It has been clear for a long time (e.g. Marvin Minsky's early research) that:
1. both ANNs and the brain need to solve the credit assignment problem
2. backprop works well for ANNs but probably isn't how the problem is solved in the brain
This paper is really interesting, but is more a novel theory about how the brain solves the credit assignment problem. The HN title makes it sound like differences between the brain and ANNs were previously unknown and is misleading IMO.
> The HN title makes it sound like differences between the brain and ANNs were previously unknown and is misleading IMO.
Agreed on both counts. There's nothing surprising in "there are differences between the brain and ANN's."
But their might be something useful in the "novel theory about how the brain solves the credit assignment problem" presented in the paper. At least for me, it caught my attention enough to justify giving it a full reading sometime soon.
Are there any results about the "optimality" of backpropagation? Can one show that it emerges naturally from some Bayesian optimality criterion or a dynamic programming principle? This is a significant advantage that the "free energy principle" people have.
For example, let's say instead of gradient descent you want to do a Newton descent. Then maybe there's a better way to compute the needed weight updates besides backprop?
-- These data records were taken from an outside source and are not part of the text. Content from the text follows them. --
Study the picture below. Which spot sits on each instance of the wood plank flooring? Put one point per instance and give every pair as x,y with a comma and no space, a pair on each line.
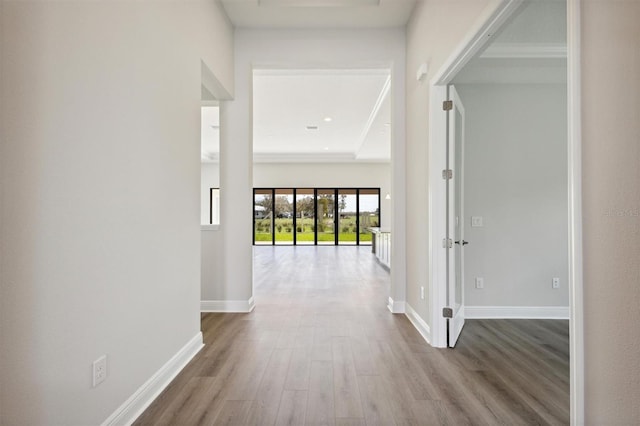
321,348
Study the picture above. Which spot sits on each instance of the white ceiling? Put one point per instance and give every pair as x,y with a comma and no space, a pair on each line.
530,49
321,115
318,13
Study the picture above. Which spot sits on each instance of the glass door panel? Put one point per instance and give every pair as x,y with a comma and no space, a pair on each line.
263,216
325,216
369,213
347,216
305,217
284,216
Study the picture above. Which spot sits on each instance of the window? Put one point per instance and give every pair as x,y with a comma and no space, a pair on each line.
315,216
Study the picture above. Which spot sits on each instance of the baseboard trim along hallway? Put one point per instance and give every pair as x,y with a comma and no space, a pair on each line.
516,312
422,327
230,306
396,307
128,412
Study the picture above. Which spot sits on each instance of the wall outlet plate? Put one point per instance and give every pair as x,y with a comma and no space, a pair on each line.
99,370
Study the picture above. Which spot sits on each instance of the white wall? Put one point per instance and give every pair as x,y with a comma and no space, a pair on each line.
209,178
100,201
297,49
611,199
335,175
515,178
434,31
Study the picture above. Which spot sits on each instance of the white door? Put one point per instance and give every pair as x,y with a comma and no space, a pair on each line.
455,218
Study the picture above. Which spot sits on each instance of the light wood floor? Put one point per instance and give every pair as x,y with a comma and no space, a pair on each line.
321,348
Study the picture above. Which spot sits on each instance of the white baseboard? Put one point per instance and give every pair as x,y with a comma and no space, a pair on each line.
128,412
227,305
396,307
422,327
516,312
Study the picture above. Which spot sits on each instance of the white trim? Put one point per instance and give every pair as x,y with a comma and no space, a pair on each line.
576,330
517,312
420,325
480,34
437,217
314,157
525,51
128,412
487,24
374,113
396,307
227,305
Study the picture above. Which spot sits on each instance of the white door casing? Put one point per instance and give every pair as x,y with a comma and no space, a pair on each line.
455,213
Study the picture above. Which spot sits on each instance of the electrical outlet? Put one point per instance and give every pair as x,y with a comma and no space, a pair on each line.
479,282
99,370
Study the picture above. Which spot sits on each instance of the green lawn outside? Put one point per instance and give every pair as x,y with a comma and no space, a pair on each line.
308,236
305,230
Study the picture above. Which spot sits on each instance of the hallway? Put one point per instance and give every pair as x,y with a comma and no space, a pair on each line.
322,348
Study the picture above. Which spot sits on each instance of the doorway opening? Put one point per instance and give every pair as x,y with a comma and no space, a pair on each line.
540,68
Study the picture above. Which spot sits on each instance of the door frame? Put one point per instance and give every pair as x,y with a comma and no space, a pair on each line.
489,22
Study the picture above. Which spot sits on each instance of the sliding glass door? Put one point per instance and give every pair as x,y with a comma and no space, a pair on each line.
347,216
284,216
325,206
263,216
368,213
310,216
305,217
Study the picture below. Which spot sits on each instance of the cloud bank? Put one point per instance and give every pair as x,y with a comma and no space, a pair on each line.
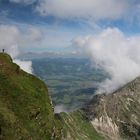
115,53
97,9
10,40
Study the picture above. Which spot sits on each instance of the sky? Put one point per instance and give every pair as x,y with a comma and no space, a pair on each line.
106,31
59,22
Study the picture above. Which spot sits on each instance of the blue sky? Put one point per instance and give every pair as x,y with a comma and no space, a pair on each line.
61,21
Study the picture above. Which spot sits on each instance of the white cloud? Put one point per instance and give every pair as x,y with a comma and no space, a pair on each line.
25,65
10,39
96,9
34,34
117,54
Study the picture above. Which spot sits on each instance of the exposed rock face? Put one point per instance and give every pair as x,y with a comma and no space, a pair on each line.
117,115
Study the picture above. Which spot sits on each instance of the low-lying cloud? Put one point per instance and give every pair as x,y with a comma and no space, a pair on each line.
11,38
115,53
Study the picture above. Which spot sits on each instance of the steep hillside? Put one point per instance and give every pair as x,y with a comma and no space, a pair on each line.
117,115
25,107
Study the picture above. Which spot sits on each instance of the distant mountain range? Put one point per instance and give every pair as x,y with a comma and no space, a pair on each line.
26,111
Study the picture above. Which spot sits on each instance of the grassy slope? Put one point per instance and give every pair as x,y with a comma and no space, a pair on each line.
25,108
77,127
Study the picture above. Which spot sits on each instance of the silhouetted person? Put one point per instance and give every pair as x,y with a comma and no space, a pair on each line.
3,50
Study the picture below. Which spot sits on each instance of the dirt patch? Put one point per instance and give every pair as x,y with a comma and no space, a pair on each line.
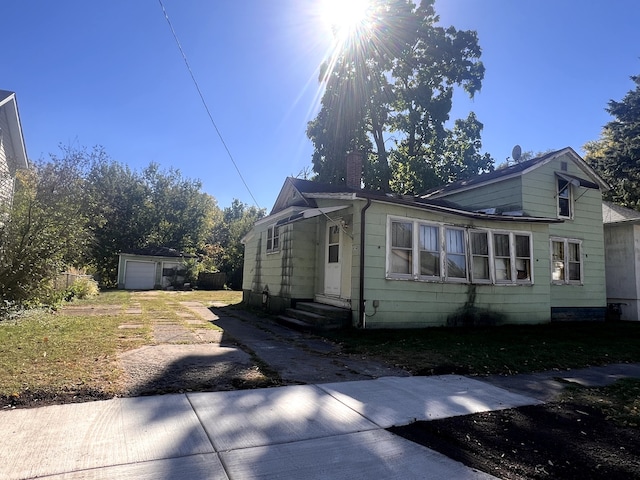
556,440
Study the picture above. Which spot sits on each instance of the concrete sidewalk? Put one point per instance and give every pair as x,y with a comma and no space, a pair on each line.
332,430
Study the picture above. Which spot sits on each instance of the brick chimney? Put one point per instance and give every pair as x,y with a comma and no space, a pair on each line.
354,170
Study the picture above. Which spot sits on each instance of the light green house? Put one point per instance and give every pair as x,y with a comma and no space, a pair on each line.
522,244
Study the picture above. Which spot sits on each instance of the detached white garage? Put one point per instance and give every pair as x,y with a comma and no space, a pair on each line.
150,268
139,275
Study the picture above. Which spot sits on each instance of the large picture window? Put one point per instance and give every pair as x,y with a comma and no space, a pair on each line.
402,248
564,198
480,271
432,252
566,261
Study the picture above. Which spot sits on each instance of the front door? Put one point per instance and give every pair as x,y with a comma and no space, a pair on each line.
333,260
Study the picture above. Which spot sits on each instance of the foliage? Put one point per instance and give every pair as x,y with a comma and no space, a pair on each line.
46,230
616,155
396,74
69,352
135,210
81,289
225,246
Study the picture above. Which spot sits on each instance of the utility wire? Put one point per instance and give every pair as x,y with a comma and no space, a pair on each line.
195,82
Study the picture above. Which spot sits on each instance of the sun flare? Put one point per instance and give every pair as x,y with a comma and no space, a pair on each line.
344,16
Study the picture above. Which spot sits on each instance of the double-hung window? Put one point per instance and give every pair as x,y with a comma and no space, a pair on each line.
566,261
502,257
401,261
273,239
564,198
455,254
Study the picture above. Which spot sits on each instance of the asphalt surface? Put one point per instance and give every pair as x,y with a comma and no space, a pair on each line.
328,423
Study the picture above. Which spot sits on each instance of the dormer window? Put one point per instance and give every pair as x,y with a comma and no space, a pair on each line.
565,209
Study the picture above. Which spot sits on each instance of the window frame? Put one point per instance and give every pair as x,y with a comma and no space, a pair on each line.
445,252
566,261
473,255
568,198
273,238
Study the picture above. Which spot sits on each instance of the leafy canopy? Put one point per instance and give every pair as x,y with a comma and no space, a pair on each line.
389,87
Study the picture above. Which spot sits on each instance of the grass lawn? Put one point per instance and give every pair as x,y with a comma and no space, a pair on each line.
506,349
75,350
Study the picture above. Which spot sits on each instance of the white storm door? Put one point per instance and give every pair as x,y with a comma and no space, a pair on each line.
333,260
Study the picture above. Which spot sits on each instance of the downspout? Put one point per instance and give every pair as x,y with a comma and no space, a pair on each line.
361,311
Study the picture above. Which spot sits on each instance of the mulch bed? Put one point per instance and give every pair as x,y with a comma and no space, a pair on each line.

I'd be willing to be proven wrong, but as a starting point I'd suggest it obviously isn't optimal for what it is being used for. The performance on tasks of AI seems to be quite poor relative to the time spent training. For example, when AIs overtake humans at Baduk it is normal for the AI to have played several orders of magnitude more games than elite human players.
The important thing is backprop does work and so we're just scaling it up to absurd levels to get good results. There is going to be a big step change found sooner or later where training gets a lot better. Maybe there is some sort of threshold we're looking for where a trick only works for models with lots of parameters or something before we stumble on it, but if evolution can do it so will researchers.
> For example, let's say instead of gradient descent you want to do a Newton descent. Then maybe there's a better way to compute the needed weight updates besides backprop?
IIRC, feedback alignment [1] approximates Gauss-Newton minimization.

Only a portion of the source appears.